Late last week, Gov. Rendell's office weighed in with a five-page letter of suggested adjustments to Piccola's proposal, to "strike the right balance between the rights of homeowners ... and the critical needs of Pennsylvania's communities to revitalize."
Also calling for changes, a legislator who had been on Piccola's list of sponsors removed her name from the bill.
"It's not time to move this yet without more thought so we do it right," said Sen. Connie Williams (D., Montgomery/Delaware). Her district includes Norristown, where one of the region's largest revitalization projects is just starting up.
But some speed is appropriate, Piccola said, when the matter at hand is taking "private property from one person and giving it to another."
"This issue," he said, "is ripe."
It is less so in New Jersey, but only because the state has been consumed with a governor's race and assembly contests.
The eminent domain bills there have gotten scant attention, but that is likely to change in the new year. Some would prohibit the condemnation of any property that meets local health, safety and building codes. Others would amend the state constitution so eminent domain could be used only for "public purposes" such as schools, roads and parks, not for economic development.
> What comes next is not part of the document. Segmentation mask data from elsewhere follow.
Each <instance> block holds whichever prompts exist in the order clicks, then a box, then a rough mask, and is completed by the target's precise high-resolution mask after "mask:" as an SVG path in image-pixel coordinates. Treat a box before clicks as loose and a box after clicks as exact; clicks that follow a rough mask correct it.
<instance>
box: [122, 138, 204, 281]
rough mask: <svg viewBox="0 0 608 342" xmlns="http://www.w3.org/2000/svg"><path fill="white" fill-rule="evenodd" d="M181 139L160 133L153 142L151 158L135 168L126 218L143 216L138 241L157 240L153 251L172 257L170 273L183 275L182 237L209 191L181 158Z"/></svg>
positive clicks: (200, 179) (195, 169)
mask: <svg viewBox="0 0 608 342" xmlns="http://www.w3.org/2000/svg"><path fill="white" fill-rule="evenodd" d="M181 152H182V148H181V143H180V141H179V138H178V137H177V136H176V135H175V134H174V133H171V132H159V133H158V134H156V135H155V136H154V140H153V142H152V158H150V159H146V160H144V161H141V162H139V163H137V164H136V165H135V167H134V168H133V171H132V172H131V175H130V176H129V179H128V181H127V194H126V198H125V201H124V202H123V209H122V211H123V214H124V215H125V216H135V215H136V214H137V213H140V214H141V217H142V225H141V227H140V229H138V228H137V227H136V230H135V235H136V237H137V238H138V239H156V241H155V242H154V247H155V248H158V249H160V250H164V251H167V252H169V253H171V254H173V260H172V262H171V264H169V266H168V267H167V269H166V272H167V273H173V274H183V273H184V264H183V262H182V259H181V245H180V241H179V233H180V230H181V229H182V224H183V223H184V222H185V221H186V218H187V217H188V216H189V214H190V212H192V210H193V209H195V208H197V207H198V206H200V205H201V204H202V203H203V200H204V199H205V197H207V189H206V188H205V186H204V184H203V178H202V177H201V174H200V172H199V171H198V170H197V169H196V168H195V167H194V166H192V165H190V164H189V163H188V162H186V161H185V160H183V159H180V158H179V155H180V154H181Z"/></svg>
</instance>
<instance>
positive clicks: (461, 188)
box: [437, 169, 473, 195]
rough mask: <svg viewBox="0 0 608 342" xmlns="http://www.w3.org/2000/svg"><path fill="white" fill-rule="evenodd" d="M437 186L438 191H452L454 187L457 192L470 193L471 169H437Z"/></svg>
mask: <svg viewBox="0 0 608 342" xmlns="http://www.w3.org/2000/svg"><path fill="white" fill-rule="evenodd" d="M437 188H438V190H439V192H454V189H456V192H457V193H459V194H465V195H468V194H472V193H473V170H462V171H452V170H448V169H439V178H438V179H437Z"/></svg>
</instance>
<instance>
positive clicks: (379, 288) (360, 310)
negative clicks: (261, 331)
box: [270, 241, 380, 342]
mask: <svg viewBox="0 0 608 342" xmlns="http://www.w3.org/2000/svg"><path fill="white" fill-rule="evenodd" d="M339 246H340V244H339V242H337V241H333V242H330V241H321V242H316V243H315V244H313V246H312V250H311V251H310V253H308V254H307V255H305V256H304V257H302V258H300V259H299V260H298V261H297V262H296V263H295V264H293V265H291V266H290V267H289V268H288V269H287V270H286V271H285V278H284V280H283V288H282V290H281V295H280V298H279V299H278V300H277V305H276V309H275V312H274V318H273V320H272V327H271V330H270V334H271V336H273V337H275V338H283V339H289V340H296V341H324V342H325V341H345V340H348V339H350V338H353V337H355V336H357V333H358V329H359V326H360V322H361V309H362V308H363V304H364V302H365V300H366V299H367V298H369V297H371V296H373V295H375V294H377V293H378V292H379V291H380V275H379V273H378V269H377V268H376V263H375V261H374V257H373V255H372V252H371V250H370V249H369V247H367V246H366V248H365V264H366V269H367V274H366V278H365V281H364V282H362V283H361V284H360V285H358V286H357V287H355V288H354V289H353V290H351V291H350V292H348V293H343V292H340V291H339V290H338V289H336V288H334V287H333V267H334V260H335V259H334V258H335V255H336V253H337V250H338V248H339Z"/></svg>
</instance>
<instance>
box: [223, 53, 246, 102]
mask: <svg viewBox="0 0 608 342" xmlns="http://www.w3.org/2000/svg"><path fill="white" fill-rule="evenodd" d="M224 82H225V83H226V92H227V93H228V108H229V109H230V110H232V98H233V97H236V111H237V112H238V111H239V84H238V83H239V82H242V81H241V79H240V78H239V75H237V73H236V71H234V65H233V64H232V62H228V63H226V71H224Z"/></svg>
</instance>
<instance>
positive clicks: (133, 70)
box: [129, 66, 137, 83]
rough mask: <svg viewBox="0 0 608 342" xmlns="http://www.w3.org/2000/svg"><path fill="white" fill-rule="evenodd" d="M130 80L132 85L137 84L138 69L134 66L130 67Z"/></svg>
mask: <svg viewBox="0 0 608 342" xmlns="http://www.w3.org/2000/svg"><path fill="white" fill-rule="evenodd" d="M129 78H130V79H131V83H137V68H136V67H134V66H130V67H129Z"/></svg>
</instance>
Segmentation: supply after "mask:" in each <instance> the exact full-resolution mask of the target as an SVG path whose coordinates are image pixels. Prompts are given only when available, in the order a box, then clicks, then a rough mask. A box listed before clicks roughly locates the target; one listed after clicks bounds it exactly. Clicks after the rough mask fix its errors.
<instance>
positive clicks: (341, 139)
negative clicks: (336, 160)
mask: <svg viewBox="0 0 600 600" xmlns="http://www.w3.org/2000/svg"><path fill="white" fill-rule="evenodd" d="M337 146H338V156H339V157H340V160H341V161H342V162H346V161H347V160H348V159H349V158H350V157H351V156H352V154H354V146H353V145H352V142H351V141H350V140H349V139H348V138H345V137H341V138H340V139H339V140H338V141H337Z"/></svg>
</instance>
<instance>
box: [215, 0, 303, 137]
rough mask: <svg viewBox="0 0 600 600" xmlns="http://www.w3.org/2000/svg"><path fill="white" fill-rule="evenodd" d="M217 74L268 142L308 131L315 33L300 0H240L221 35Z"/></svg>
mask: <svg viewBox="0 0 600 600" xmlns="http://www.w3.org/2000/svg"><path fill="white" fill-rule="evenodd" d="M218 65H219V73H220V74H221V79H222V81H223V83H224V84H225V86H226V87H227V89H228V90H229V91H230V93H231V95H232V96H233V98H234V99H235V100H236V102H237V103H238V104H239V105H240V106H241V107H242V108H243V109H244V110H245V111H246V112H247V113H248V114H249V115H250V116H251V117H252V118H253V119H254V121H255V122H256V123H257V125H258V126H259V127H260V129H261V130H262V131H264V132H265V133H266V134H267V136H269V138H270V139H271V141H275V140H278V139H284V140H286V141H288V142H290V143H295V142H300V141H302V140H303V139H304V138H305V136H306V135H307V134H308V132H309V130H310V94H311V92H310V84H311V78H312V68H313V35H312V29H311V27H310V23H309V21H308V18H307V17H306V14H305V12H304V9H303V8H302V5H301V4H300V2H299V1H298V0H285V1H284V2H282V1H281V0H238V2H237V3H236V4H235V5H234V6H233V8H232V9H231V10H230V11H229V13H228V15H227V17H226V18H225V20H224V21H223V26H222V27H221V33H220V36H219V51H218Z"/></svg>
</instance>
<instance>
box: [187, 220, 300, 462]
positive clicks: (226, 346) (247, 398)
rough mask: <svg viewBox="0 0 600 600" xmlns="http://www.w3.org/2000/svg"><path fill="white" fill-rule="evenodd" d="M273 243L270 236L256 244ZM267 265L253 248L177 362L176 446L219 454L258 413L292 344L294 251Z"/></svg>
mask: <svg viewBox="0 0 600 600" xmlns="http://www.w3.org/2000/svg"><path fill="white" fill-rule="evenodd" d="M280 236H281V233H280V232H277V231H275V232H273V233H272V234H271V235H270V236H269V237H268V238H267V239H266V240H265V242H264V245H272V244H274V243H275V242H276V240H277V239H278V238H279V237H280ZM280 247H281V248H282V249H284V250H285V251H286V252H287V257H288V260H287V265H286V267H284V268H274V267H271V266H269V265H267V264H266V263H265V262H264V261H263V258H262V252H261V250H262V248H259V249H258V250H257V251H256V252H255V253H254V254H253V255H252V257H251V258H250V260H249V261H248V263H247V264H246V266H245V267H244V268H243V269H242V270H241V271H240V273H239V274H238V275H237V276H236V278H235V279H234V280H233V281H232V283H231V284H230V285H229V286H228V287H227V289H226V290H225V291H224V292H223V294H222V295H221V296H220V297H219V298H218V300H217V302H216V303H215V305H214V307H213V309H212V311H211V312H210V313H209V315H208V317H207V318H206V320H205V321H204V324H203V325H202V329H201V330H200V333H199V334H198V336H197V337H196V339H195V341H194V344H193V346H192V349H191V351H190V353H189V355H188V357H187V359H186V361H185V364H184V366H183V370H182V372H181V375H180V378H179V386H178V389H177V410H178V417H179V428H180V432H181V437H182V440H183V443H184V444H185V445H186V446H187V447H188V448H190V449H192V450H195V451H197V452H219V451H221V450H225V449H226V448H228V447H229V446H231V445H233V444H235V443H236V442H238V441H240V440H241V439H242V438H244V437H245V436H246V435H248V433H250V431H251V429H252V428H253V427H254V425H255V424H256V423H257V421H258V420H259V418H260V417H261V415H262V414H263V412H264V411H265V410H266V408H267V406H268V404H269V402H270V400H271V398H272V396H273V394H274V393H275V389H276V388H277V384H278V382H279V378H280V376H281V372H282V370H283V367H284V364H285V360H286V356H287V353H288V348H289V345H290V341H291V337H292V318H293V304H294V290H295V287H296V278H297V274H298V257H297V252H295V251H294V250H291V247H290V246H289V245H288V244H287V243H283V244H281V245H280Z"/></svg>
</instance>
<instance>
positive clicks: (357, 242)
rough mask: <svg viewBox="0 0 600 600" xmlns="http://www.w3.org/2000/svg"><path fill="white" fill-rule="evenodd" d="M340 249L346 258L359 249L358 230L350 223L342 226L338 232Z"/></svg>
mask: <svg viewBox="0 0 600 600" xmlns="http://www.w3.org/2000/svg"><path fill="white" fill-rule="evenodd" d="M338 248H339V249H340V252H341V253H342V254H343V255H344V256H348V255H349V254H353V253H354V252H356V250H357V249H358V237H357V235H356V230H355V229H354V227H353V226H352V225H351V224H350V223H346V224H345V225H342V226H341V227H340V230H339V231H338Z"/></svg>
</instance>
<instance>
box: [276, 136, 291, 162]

In its Kelo ruling, the Supreme Court found nothing unconstitutional about New London's use of eminent domain to force property owners to sell (at fair market value) in order to accommodate offices, a hotel and new residences - a project expected to create more than 1,000 jobs and increase tax revenues in the distressed city.
For the first time, economic development qualified as "public use," which under the Fifth Amendment of the U.S. Constitution is the sole reason for acquiring property by condemnation, said lawyer David Snyder, an eminent-domain expert in Philadelphia.
Reflecting the contentiousness of the issue, the justices split 5-4 in Kelo. In her dissenting opinion, Sandra Day O'Connor wrote that "all private property is now vulnerable to being taken and transferred to another private owner."
Thus, the stage was set for the legislative frenzy.
For redevelopment advocates, the most worrisome bill is not to be found in any statehouse but in Congress. The Property Rights Protection Act of 2005 would bar any state or local government that receives federal economic-development money from using eminent domain for economic development. Violators would have that funding withheld for two years.
After sailing through the House early this month, the proposal awaits Senate action. President Bush has endorsed it.
In an alert sent to its 20,000 members, the National Association of Housing and Redevelopment Officials warned, "If signed into law, the [act] would have a devastating impact on state and local governments' ability to pursue meaningful community revitalization."
Scott Mahan doesn't want to get in the way of revitalization, but neither does he want to lose his office supply store on Lancaster Avenue in Ardmore, a business founded 80 years ago by his grandfather.
Lower Merion Township's renewal plan for the downtown historic district could involve the condemnation, through eminent domain, of his building and nine others. So late last month, Mahan went to Harrisburg to testify for Piccola's bill.
If any good came of the Kelo ruling, he said, it is the creation of a "groundswell of opposition" to eminent domain.
"People are afraid of losing their property," he said. "They're demanding that their state and local governments offer them the protection they deserve."